Il est aussi prévu depuis des années de créér un tunnel pour les gros navires, à travers le Stadlandet .Une école de pilotage forme déjà des capitaines à ce périple sous terre. Enfin parfois des convois de petits bateaux sont accompagnés par le RednningSelskapet (homologue Norvègien de la SNSM). 

Le guide Imray signale « it can be a particularly difficult cape to round in bad weather, and can create its own badweather even when conditions in the sounds are gentle. « 
Nous avions passé Stad il y a deux ans à la remontée , au moteur ! Sans vent.
Cette fois-ci, des vents persistants de SE nous avaient fait prendre des précautions.
- Barentswatch prévoyait 1,50 m de creux, malheureusement sans indiquer la période.
-Nous avions choisi le flot (avec un petit marnage), qui s’additionnait au courant général pourtant au nord.
-Vent prévu pour les heures suivantes, SE 15 nœuds (je rajoute toujours 1 degré Beaufort aux GFS), donc venant « de terre », contrôlé par Windy.


-Génois et un ris.
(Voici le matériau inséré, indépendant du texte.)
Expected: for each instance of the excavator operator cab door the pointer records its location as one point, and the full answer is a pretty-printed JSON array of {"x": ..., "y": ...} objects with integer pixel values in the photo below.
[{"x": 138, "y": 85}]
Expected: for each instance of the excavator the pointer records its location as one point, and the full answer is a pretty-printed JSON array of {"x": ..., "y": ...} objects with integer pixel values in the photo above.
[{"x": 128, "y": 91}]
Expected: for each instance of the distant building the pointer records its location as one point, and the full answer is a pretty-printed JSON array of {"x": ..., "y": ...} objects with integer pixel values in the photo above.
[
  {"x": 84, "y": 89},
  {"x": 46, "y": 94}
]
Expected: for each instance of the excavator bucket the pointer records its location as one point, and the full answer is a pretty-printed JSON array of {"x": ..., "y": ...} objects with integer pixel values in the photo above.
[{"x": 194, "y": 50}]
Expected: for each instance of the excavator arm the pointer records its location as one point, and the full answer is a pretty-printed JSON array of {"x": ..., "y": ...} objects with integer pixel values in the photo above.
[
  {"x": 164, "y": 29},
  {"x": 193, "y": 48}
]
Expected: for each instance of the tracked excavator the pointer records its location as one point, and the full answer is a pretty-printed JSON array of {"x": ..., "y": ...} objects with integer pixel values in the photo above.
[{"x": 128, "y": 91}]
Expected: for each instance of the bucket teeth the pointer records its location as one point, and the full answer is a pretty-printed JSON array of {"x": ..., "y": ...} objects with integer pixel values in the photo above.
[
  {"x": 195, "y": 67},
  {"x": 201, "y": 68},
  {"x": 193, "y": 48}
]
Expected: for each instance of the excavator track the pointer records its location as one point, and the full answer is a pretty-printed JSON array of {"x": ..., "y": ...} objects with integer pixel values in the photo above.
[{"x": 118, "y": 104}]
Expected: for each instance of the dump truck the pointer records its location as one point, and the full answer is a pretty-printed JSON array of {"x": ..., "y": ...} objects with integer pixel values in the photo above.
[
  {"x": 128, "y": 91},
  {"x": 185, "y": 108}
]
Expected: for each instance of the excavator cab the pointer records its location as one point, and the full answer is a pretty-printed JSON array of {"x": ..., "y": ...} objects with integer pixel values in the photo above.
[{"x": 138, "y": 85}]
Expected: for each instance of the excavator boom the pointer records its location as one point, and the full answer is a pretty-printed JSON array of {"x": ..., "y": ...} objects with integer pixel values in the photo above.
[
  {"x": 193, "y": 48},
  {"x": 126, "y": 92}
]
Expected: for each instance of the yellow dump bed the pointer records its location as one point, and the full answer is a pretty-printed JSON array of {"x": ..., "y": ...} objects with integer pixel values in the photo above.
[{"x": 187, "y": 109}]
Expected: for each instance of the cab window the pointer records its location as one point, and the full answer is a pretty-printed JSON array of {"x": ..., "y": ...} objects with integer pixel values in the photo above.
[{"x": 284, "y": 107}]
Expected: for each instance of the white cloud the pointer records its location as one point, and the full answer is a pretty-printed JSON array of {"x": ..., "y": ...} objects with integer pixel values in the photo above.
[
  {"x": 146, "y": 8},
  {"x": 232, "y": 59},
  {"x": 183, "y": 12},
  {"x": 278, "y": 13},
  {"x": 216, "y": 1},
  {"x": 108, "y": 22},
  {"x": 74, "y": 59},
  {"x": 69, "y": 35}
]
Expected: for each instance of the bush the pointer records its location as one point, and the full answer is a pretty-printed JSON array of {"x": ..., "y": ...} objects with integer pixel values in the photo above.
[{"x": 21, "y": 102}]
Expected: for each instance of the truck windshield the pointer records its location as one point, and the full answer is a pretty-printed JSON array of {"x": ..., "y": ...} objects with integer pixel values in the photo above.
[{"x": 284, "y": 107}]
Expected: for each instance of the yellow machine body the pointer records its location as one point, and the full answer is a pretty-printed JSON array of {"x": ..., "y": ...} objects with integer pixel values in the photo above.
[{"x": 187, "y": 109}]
Tout amarré sur le pont, vélos rentrés dans le cockpit.

Rien à signaler au début, un peu déventés par la côte, courant contraire. On passe le cap, puis un grain s’annonce. On le salue en passant à la trinquette. Rafales à 20 puis 25 nœuds, burtalement. Un deuxième grain très localisé nous oblige à prendre deux ris de plus et gréer la bastaque au vent, tandis que la mer devient très hachée et se creuse. 30 nœuds. Près bon plein dérive un peu relevée, car le près serré nous arrète avec les vagues.3ème grain énorme, sans visiblilité. La houle de SE arrive,pourtant avec un fetch très court et se mélange avec le courant général pour faire des « crossing waves » de plus en plus courtes. Deux fois on va planter l’étrave, et de l’eau verte va envahir les passavants et la capote. Rafales à 38 noeuds . Un cargo qui allait à 11 nœuds auparavant , doit ralentir à 6.
Nous devons faire un très long bord de près bon plein, pour revirer vers la terre et aller  nous abriter dans la baie de Sildegapet. Le bateau se comporte remarquablement bien, s’ébroue à chaque vague, reste toujours contrôlable malgré la mer forte. La capote et la tente de cockpit résistent bien et sont d’un confort fantastique.
Dès que nous embouquons la baie, le vent se calme!






Nous finissons au moteur dans le mouchoir de poche du tout petit port de Osmundsvåg, sur un vieux quai en bois avec 1,60m de fond… juste fait pour les Ovnis !



Un havre comme on les aime!





Les premiers moustiques de l'année ne résisteront pas à nos spirales odorantes spéciales et ne nous empècheront pas de prendre un apéro mérité sous des trombes d'eau,  alternant avec un beau soleil vespéral.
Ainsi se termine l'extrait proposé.